By Matthew West
Voters should support the Liberal Democrats in constituencies where Labour cannot win, Gordon Brown has indicated, further fuelling speculation that Labour expects to be unable to form a majority government after polling day.
In an exclusive interview with politics.co.uk the prime minister gave his strongest signal yet that voters should consider tactical voting in order to prevent the Conservatives forming the next government.
The prime minister was asked whether he endorsed an appeal made by Peter Mandelson in March to voters in the south-west of England. He suggested they should vote Liberal Democrat in order to stop Conservative candidates from winning seats in the region, as first reported by the Western Morning News.
"The Liberal Democrats have more in common with Labour than with any other party," Lord Mandelson added.
When asked for his views on the comments, the prime minister told politics.co.uk : "I don't think we want a Conservative government, let's be honest about that.
"But the choice is between a Labour government and a Conservative government. You're not going to end up with one of the minor parties running the government - no matter how keen you are to see their interests represented and no matter how interesting some of their policies may be.
"So I think what he [Lord Mandelson] is saying is if you don't want a Conservative government make sure you don't get one.
"I want everybody to vote Labour and I want people to vote for our party, and I want our vote to be the highest and I want our number of seats to be the highest.
"But if people don't want a Conservative government then they must make sure they don't allow the Conservatives in."
The comments go even further than those made by the transport secretary Lord Adonis, who raised the sensitive issue of tactical voting in a provocative article in the Independent on Friday morning.
In an article for the newspaper he wrote: "To avoid a Tory government after May 6th, it is vital to grasp now the fundamental Labour-Lib Dem identity of interest. This can best be served by Labour coming out of the election as strong as possible, able to form a government.
Lord Adonis added: "In Labour-Tory marginals, a vote for the Lib Dems is a vote which helps the Tories against progressive policies.
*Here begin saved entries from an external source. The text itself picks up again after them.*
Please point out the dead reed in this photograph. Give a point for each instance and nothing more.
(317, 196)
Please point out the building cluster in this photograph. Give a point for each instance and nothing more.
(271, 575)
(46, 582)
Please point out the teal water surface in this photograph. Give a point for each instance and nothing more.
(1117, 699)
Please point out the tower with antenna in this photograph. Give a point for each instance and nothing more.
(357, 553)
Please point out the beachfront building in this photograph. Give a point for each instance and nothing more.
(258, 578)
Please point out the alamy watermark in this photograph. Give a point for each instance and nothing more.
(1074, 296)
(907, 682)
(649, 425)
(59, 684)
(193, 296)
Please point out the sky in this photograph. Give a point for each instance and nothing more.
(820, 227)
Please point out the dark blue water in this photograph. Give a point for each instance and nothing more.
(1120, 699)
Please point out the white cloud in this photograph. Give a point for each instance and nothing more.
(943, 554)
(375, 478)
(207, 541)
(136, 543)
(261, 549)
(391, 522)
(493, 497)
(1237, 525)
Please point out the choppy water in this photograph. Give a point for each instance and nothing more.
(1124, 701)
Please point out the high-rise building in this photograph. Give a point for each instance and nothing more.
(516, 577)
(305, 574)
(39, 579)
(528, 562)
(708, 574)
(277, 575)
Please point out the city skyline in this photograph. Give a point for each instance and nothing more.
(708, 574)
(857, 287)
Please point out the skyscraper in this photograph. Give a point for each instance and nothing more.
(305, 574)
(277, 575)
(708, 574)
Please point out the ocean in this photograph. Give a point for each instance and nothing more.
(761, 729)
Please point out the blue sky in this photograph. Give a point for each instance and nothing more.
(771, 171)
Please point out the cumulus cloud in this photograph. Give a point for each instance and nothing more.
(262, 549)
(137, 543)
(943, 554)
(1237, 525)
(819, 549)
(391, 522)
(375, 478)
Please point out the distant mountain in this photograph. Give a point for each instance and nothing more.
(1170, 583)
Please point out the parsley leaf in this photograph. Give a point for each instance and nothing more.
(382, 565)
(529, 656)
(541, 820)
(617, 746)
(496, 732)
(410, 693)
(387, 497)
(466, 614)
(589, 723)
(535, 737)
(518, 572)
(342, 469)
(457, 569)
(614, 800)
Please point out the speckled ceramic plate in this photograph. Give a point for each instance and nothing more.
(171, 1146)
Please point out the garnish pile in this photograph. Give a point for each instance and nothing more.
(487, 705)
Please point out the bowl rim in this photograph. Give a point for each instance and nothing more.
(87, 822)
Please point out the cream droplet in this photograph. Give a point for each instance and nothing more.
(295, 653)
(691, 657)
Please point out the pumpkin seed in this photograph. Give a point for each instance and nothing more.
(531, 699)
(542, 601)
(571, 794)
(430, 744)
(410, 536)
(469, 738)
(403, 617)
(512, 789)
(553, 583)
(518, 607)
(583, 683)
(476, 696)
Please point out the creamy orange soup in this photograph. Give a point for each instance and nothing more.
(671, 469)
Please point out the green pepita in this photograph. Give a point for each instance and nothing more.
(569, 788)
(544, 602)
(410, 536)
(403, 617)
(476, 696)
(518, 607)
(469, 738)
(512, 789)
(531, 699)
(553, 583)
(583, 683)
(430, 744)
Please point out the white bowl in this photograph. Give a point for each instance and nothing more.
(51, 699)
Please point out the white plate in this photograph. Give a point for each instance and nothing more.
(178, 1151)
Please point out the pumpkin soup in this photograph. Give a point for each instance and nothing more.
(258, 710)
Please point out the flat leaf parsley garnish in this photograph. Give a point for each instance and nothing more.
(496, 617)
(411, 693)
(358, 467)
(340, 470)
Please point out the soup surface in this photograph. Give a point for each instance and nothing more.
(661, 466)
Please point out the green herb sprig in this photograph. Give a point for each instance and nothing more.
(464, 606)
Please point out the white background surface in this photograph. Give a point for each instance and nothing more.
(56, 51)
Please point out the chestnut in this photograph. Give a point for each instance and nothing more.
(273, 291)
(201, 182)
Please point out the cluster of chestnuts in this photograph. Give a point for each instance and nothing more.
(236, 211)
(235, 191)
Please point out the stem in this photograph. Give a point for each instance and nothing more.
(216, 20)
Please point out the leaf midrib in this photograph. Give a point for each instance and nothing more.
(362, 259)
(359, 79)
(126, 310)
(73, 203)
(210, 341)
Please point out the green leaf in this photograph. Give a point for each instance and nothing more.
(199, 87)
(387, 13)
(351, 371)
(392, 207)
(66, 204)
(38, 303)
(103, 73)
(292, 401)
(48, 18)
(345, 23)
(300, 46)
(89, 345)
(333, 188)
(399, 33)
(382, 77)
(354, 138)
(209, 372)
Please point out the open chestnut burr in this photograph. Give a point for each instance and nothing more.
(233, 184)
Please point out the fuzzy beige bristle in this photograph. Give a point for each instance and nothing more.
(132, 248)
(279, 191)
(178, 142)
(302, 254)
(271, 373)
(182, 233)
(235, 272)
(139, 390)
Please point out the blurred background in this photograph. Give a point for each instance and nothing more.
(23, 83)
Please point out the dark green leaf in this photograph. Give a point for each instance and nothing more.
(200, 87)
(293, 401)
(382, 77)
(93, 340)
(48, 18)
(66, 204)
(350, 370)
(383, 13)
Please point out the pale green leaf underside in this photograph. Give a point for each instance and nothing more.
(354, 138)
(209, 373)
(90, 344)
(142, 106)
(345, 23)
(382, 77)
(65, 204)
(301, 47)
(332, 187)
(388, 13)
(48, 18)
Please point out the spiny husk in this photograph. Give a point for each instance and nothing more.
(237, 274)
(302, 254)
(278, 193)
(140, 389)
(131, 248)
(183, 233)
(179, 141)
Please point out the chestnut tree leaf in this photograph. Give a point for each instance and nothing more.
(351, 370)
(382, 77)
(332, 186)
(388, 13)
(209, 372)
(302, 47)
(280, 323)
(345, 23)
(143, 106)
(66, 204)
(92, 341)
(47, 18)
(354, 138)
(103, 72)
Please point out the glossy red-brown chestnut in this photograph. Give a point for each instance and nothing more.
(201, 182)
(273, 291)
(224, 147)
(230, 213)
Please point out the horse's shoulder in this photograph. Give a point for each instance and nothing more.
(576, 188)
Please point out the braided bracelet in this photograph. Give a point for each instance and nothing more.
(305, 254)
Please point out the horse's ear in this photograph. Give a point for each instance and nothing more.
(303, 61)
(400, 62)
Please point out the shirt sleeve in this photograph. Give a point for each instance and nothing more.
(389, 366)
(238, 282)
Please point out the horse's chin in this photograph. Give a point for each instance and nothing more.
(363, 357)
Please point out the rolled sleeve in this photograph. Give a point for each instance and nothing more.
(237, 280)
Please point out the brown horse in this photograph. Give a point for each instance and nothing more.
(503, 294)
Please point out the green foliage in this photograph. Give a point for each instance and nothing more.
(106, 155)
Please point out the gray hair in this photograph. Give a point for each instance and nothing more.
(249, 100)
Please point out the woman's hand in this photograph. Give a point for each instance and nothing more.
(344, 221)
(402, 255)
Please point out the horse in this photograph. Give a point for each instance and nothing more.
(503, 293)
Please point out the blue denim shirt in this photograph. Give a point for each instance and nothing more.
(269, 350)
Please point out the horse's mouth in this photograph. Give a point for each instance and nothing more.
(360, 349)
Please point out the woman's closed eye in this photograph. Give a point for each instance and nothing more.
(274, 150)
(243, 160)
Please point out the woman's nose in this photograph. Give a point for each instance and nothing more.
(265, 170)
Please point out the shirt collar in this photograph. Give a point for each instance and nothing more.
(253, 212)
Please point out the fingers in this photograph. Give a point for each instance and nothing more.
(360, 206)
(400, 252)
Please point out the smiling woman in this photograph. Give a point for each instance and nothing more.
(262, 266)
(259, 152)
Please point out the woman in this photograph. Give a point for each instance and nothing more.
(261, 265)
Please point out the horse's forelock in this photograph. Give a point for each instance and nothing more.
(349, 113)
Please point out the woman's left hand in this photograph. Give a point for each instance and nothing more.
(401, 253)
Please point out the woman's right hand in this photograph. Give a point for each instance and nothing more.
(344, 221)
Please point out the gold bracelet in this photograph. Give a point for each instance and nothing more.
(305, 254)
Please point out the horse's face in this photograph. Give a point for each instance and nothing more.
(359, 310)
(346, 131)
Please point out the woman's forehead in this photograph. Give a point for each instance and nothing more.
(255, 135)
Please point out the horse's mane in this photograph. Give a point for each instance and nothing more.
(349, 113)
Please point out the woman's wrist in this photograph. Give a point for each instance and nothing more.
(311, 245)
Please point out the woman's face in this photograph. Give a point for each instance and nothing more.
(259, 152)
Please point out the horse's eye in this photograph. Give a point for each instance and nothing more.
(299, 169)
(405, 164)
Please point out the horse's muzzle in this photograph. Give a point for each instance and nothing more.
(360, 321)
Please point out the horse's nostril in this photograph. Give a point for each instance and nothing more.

And in Labour-Lib Dem marginals every Labour MP returned is a seat in the Commons more likely to put Labour ahead of the Tories and therefore better placed to form a government."
The comments are in direct contrast to the sentiments of Tony Blair before the 1997 general election.
During the 1997 campaign, activists who called for voters to vote Lib Dem to get the Tories out of power were expelled for breaking Labour party rules.
The Lib Dems have reacted furiously at being called a minor party as well as the suggestion that a vote for the Liberal Democrats would lead to another five years of a Gordon Brown-led Labour government.
The Tories are targeting a number of potentially vulnerable seats in the south-west including Somerton and Frome, Bristol North West and Taunton Deane, where the election contest is a straight fight between the Conservative and Lib Dems.
Lib Dem home affairs spokesman and former leadership hopeful Chris Huhne's seat in Eastleigh, where he is defending a majority of just 530, is also highly vulnerable. He is number 11 on the Tories' overall target list.
The Lib Dems are also weakened in Cornwall. Two seats with radical boundary changes in central Cornwall, Truro & Falmouth and St Austell and Newquay, will hit long-time incumbent Matthew Taylor's vote, while Colin Breed is standing down in Cornwall South East.
A senior Lib Dem source said: "As the Independent's front cover on Friday shows, Labour are sending out mixed messages on this all the time.
"Brown is more mealy mouthed than some of his colleagues. But I think people will see it as the partisan posturing it really is.
"We're not going to give a running commentary on the latest desperate tactic of Labour HQ, just keep campaigning for every vote for the Liberal Democrats!"